36. Bölüm: İntihar İhtimali.

6.4K 485 673
                                    


Nasılsınız incilerim?
Sizi çok özledik. Lütfen bu efsane bölümde heyecanımıza ortak olun.

1500 yorumu geçeriz, hı? 👀

Keyifli okumalar incilerim!

Ayşenur Kolivar- E Asiye.

36. BÖLÜM: İNTİHAR İHTİMALİ.

Ruhunda bir ihtilal başlattılarsa,
İntihar her zaman bir ihtimaldir.


Bir bedene ruh emanet edildiğinden beri bu dünyada her his mevcuttur. Her his yaşanmıştır. Bir çiçeğe su verirsen büyür, nankörlük etmez. Sevgi verirsen sevinir, dünyada ondan mutlusu yoktur. Güneş'i esirgemezsen ondan, kendisini dünyanın en güzel çiçeği zannedebilir, öyle de parıldar. Çünkü sana muhtaç olan birisine gram sevgi göstermezsen, büyüdüğünde ondan ilgi beklemen saçma olur.

Açarsan birinin kalbinde hiç acımadan bir oyuk, bu rahat bir vicdanla sayabileceğin son koyun olur.

Düşündüm. Bu hayatta bir şeyi yapmayı bırakabilme şansım olsaydı, şüphesiz bu düşünmek olurdu.

Bana ne sevgi ne de saygı göstermeyen bu iki insan, şimdi benden yardım dileniyorlardı. Ben de çok istememiş miydim zamanında?

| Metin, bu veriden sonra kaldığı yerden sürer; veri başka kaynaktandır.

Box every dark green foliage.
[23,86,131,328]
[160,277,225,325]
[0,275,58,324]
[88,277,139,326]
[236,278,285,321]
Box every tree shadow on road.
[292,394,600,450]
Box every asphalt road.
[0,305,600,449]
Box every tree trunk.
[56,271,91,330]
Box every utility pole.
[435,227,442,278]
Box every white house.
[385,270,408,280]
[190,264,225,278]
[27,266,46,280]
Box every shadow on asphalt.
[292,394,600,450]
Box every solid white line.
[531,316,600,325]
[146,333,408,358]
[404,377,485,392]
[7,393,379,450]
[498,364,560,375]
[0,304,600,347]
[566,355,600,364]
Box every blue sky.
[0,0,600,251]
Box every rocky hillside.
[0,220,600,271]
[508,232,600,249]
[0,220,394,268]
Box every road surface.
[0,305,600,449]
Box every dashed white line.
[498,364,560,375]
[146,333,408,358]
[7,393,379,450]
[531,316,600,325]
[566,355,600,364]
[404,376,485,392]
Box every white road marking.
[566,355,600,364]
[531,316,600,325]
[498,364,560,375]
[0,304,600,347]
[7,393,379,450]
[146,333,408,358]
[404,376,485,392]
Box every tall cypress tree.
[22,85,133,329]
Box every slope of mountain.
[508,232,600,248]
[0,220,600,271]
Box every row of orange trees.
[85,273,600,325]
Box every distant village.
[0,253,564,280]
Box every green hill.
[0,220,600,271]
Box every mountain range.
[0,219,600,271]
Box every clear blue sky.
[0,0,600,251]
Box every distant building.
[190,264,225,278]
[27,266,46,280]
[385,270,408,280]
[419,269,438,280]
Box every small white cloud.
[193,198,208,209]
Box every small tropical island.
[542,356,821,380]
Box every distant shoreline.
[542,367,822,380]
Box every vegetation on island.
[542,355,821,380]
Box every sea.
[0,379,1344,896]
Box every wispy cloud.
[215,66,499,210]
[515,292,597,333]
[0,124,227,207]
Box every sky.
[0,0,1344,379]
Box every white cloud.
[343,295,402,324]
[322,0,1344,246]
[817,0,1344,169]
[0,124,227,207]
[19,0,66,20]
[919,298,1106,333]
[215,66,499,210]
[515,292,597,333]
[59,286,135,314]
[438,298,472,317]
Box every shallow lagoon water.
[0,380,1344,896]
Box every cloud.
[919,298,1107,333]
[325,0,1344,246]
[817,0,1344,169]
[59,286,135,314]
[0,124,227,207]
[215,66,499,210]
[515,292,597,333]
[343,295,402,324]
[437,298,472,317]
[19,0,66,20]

Bir çiçeğe verilmesi gereken hiçbir şeyi bile isteye vermeyip sonra ise benim onlara destelerce çiçek uzatmamı istemeleri ne anlam ifade ediyordu?

"Kalk..." diyebildim yalnızca. Tüm okulun gözü önünde bunların yaşanması beni mutlu falan yapmazdı. Ben onlar gibi değildim. "Yerden kalk Açelya."

Meriç'in, hemen solumda öylece baktığını gördüm. Yüzünde, bu iki kişinin de asla umrunda olmadığını belli eden bir ifade vardı. "Alena'yı dinle." dedi yerdeki Açelya'ya. Gözlerimi ona çevirdim. "O ne diyorsa onu yap, kalk."

Açelya hızla toparladı kendini. Üstünü başını silkelerken gözleri üzerimdeydi. O yalvaran bakışlarını görmek tuhaf hissettiriyordu. Sanki roller değişmişti. Bir şırınga, o yalvaran bakışlardan bana uzandı da gözlerime battı sanki. Bana, beni hatırlattı.

Perihan abla, diyordum ilk şırınga sol gözüme saplandığında. Bu anı da berbattı. Zehirlenmeliydi. Perihan abla, çok açım. Bir parça ekmek de mi veremezsin? Lütfen...

Gözlerimi Perihan ablanın yüzüne çevirdim. Her zaman bir duvar kadar sert dururdu bana karşı. Şimdi niye böyleydi? Gözlerimi bir saniye bile yüzünden ayırmadım. Hatırlasın istedim. Benim hatırladığım anı hatırlasın. Hatırlasın da yansın. Belki beni anlar. Var mı bir vicdan kırıntısı? Varsa geçmişte neredeydi?

İkinci şırınga, sağ gözümü kanattı.

Sana tek lokma ekmek yok, gebersen açlıktan, umrumuzda olmaz dedi o gün bana. Neredeyse dediği şey olacaktı da. O andan yalnızca bir saat sonra açlıktan bayıldım. Yere öylece yığılırken bile bana acımasızca bakıyordu. Ekmek. Lütfen. Bir lokma. Ekmek.

Bir lokma ekmek Alena. Onu bile çok gördüler sana.

"Kızım okumasın mı?" diye ağlamaya devam etti Perihan abla.

"Ben açlıktan bayılmıştım." diyebildim.

Durdu. Yüzü kızardı sanki. Meriç'e tek bir kelimeyle ateş etmiştim sanki. Bakışları öyle hızlı beni buldu ki, bir an gözlerimi Perihan abladan çekeceğim sandım ama öyle olmadı. Gözlerinin en içine bakmaya devam ettim.